Bayesian Nested Latent Class Models for Cause-of-Death Assignment using Verbal Autopsies Across Multiple Domains

Richard Zehang Li, Zhenke Wu, Irena Chen, Samuel Clark (2021+). Submitted.


Understanding cause-specific mortality rates is crucial for monitoring population health and designing public health interventions. Worldwide, two-thirds of deaths do not have a cause assigned. Verbal autopsy (VA) is a well-established tool to collect information describing deaths outside of hospitals by conducting surveys to caregivers of a deceased person. It is routinely implemented in many low- and middle-income countries. Statistical algorithms to assign cause of death using VAs are typically vulnerable to the distribution shift between the data used to train the model and the target population.

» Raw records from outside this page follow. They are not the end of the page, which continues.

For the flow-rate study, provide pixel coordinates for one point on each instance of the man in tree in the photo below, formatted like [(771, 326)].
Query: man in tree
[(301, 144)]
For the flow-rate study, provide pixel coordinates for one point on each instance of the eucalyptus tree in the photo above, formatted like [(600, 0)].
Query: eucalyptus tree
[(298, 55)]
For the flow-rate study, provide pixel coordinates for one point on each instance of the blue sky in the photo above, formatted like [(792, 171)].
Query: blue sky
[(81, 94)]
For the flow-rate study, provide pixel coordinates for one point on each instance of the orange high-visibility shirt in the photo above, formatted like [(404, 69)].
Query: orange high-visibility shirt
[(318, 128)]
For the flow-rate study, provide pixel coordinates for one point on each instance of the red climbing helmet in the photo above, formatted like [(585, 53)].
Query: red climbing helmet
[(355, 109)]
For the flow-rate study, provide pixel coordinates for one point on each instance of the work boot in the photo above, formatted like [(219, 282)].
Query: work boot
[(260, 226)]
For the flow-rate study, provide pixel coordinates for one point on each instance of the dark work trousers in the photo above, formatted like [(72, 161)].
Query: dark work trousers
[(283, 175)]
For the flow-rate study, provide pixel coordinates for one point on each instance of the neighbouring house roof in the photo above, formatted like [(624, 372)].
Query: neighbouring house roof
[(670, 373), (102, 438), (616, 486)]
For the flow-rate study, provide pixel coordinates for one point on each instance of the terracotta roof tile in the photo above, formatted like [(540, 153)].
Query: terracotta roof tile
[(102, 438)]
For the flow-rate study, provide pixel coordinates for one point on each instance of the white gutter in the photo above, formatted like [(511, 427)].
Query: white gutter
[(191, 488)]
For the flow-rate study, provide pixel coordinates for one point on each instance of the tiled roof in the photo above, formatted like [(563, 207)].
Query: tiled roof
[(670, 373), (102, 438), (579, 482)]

This presents a major challenge for analyzing VAs as labeled data are usually unavailable in the target population. This article proposes a Latent Class model framework for VA data (LCVA) that jointly models VAs collected over multiple heterogeneous domains, assign cause of death for out-of-domain observations, and estimate cause-specific mortality fractions for a new domain. We introduce a parsimonious representation of the joint distribution of the collected symptoms using nested latent class models and develop an efficient algorithm for posterior inference. We demonstrate that LCVA outperforms existing methods in predictive performance and scalability. Supplementary materials for this article and the R package to implement the model are available online.

Keywords Domain adaptation; Data shift; Classification; Mixture model; Dependent binary data; Quantification learning.